2. Maar wat Jezus vooral bedoelt is wat wij de positieve keerzijde van de onthechting kunnen noemen: het vertrouwen op de Vader, wie het behaagd heeft aan de kleine kudde het rijk te geven. Doordat de apostelen zo onbezorgd, zo hemels zorgeloos op weg gaan, demonstreren zij, vóór alle prediking, door hun zijn en doen alleen al, dat het rijk werkelijk het rijk Gods is en niet steunt op menselijke machtsmiddelen. Apostolische armoede is een openbaring van het godsrijk, in het stoffelijke. Door die ontbering van de boden Gods krijgen de mensen het vermoeden van iets wat hoger staat dan de stof. Het is de onthulling van een geestelijke waarde door materiële ontbering. Het trekt de geest van de mens van de aarde weg. Daardoor verkrijgt de verkondiging van het woord Gods ongekende kracht; door de armoede der apostelen immers blijkt dat hun woorden niet louter woorden zijn, maar dat hun overtuiging ingrijpt in de werkelijkheid van het zijn. Waar uw schat is, daar is uw hart: de volgelingen van Christus moeten aan de wereld tonen dat hun schat niet op deze aarde ligt.
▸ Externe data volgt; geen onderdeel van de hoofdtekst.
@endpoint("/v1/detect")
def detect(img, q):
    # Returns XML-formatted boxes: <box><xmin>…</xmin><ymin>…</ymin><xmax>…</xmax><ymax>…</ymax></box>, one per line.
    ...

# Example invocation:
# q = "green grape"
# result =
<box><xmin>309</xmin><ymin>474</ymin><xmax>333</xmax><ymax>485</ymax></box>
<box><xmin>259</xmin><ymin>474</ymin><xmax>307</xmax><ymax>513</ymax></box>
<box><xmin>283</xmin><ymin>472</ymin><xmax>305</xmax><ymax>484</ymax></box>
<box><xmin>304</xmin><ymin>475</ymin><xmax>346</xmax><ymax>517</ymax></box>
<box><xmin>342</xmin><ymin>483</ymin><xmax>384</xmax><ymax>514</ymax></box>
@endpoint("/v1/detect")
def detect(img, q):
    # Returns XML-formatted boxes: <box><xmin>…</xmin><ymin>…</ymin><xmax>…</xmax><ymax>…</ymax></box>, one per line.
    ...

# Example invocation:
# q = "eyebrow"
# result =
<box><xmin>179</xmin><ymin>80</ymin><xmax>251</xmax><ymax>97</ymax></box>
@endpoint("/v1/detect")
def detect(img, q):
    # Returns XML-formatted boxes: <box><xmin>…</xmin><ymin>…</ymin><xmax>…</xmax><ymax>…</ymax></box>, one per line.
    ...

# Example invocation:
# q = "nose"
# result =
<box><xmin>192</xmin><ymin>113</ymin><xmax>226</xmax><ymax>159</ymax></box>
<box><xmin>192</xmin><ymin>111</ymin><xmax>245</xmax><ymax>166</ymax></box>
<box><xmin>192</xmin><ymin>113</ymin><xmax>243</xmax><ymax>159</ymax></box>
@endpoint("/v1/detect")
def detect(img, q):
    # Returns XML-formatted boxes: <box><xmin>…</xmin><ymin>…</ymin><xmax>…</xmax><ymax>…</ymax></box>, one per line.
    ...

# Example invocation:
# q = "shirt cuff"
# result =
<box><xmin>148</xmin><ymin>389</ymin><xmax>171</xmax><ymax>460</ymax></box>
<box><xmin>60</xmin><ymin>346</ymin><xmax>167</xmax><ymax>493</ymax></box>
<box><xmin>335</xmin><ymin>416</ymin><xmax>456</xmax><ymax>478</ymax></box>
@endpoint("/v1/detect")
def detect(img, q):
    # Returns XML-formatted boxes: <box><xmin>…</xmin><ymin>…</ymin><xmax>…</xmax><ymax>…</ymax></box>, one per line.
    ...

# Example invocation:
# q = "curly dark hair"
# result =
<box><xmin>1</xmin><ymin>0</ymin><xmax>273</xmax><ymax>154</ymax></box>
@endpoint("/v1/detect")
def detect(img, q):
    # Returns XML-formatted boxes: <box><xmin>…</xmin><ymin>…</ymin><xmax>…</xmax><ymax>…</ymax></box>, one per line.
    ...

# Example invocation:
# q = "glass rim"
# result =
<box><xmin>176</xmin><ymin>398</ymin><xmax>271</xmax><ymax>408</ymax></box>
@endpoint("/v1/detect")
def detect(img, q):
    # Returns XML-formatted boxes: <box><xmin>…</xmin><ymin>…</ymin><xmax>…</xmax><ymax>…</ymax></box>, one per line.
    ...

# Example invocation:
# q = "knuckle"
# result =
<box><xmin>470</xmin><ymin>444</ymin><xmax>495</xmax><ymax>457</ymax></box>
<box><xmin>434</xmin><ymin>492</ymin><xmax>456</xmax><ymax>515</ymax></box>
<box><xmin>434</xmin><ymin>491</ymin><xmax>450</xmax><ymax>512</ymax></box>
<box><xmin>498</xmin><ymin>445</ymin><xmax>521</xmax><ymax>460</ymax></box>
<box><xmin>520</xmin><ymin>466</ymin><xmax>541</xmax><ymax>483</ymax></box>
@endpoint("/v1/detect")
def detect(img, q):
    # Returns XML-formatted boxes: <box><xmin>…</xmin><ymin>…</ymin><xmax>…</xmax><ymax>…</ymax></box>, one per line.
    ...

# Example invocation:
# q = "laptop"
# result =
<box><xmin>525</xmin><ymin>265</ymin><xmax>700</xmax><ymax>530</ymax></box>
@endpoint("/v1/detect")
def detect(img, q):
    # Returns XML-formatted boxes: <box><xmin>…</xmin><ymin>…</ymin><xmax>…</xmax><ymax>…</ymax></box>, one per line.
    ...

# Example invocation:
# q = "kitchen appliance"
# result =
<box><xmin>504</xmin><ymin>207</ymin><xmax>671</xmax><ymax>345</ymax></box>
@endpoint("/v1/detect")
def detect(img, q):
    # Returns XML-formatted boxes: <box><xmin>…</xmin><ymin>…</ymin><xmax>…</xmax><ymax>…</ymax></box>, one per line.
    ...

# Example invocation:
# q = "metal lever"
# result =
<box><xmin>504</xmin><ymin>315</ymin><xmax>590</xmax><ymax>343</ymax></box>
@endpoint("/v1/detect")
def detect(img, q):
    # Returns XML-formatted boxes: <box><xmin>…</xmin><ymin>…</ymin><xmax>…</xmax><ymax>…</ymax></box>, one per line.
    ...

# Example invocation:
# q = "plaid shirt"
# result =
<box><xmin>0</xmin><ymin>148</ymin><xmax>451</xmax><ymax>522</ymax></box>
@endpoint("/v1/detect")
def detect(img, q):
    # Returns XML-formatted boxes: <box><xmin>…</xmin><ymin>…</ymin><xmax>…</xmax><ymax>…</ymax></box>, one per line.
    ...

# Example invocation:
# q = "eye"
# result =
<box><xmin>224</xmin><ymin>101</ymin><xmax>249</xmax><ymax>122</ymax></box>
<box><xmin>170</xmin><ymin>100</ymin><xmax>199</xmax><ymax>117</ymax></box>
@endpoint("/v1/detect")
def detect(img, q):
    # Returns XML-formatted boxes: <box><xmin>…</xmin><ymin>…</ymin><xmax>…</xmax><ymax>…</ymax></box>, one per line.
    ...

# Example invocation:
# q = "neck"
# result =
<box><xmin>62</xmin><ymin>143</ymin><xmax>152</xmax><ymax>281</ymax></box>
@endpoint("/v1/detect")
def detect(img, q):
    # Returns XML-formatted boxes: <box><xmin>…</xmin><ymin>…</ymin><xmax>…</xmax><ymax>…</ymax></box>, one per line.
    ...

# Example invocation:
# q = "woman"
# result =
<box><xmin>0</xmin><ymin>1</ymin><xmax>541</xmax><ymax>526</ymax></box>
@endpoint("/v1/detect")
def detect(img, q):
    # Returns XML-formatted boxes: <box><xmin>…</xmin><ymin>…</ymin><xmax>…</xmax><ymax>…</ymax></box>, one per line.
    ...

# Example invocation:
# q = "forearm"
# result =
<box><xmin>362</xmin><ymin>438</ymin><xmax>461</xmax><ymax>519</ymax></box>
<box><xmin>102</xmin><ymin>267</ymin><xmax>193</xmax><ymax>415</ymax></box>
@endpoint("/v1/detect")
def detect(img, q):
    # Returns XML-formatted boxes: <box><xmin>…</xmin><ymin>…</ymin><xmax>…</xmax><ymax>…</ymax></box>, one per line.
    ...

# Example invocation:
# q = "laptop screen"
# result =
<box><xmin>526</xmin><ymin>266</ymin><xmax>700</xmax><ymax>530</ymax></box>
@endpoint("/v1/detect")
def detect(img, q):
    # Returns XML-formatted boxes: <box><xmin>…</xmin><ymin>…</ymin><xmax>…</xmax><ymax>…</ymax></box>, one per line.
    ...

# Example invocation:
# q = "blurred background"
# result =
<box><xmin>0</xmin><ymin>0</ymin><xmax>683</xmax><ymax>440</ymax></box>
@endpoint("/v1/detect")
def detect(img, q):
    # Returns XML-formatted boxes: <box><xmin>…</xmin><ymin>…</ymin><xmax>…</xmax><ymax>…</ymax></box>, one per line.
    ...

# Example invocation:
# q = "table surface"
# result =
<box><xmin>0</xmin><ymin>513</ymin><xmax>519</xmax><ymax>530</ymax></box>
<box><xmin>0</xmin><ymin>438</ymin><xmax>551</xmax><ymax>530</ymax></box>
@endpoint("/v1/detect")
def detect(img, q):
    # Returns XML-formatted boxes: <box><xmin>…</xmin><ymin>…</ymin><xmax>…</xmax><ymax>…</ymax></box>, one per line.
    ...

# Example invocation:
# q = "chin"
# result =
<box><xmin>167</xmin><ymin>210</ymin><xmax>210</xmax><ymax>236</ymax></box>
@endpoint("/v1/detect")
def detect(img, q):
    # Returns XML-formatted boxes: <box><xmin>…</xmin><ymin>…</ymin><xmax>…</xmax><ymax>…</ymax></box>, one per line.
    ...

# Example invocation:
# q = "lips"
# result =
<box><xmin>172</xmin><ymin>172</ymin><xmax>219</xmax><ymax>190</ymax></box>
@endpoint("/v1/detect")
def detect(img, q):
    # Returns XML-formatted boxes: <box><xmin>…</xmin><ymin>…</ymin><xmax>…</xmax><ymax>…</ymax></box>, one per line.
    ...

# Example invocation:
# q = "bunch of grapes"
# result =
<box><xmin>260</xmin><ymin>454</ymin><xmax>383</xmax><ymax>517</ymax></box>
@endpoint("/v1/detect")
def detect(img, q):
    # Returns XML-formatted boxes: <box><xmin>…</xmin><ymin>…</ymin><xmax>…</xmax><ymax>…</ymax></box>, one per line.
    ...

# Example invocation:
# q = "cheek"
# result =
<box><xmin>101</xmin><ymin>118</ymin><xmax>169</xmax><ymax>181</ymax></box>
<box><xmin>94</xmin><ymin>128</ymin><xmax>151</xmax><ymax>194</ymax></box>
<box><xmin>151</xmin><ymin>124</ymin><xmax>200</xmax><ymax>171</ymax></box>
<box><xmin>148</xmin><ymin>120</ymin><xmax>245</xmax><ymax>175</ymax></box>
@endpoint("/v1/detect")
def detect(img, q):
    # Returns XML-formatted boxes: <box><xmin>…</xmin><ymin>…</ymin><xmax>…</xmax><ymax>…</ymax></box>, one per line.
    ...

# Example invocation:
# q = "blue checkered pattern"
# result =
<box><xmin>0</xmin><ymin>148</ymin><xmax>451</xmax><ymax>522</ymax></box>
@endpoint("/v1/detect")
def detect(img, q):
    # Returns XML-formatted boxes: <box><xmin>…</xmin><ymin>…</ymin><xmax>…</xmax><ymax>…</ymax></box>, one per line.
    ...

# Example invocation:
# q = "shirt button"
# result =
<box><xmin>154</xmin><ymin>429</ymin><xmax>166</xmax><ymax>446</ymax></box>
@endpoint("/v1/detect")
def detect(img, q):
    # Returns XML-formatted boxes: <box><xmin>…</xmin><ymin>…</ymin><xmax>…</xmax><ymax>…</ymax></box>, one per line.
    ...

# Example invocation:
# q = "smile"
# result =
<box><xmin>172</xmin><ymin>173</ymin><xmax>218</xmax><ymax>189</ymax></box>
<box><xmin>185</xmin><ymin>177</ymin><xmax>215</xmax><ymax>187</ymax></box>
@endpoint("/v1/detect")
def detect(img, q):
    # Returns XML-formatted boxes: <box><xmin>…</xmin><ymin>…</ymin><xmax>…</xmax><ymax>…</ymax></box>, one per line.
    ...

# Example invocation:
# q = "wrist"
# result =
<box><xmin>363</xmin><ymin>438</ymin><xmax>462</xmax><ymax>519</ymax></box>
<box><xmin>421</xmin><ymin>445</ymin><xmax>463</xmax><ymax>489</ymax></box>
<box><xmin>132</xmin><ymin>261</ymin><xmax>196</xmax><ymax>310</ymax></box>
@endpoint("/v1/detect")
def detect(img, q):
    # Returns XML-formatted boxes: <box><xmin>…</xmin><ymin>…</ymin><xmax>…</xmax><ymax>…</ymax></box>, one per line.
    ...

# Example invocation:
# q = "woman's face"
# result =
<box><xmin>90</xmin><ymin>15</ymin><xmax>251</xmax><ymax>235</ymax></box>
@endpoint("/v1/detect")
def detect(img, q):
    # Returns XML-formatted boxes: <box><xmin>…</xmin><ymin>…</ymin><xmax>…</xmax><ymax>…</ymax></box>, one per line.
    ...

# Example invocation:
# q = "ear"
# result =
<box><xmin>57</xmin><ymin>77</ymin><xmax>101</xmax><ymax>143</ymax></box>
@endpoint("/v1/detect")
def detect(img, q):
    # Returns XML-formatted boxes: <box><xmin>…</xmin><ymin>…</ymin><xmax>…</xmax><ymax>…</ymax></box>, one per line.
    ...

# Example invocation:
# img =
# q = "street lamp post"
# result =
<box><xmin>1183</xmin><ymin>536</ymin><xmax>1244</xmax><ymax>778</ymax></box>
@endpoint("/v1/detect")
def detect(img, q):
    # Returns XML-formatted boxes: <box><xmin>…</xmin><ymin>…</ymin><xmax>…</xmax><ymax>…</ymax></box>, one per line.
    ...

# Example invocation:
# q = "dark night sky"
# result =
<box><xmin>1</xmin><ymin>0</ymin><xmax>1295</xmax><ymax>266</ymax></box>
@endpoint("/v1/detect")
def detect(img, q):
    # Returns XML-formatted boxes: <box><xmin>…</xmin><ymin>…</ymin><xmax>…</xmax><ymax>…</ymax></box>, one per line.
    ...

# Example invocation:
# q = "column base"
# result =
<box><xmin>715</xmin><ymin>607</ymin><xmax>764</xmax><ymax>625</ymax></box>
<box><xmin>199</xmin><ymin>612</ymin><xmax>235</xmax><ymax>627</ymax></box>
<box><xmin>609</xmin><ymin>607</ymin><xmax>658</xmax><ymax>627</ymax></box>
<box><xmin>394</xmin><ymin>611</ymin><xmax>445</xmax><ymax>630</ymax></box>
De botheid van de mens ten aanzien van het geestelijke eist dat deze les overduidelijk is.

3. Christus vraagt niet aan allen dat zij Hem volgen in de vrijwillige, werkelijke armoede. Wel eist Hij van allen die zijn naam dragen, dat zij hun hart vrijmaken van de gehechtheid aan geld en goed en dat zij aan de wereld die verscheurd is door de strijd om stoffelijke dingen, tonen dat zij leven voor de onzichtbare goederen. Een van de oorzaken, en niet de minste, van de ellende waarin ons geslacht is gedompeld, is de ontrouw van vele christenen aan dit ideaal dat Jezus ons als plicht voorhoudt en dat de Kerk zo dikwijls noemt als terrena despicere et amare caelestia : uit liefde voor de hemelse goederen de aardse dingen minder achten. En wie die zijn gekruisigde Meester eerlijk wil liefhebben, zou zich niet schamen zo weinig op Hem te gelijken? „Hoe moeilijk zullen degenen die geld hebben, het koninkrijk Gods binnengaan” ( Mk. 10, 32 ).

Willem Grossouw

Over Innerlijk Leven - Abonneren per email (dagelijks van 30/11/2014 tot 29/11/2015)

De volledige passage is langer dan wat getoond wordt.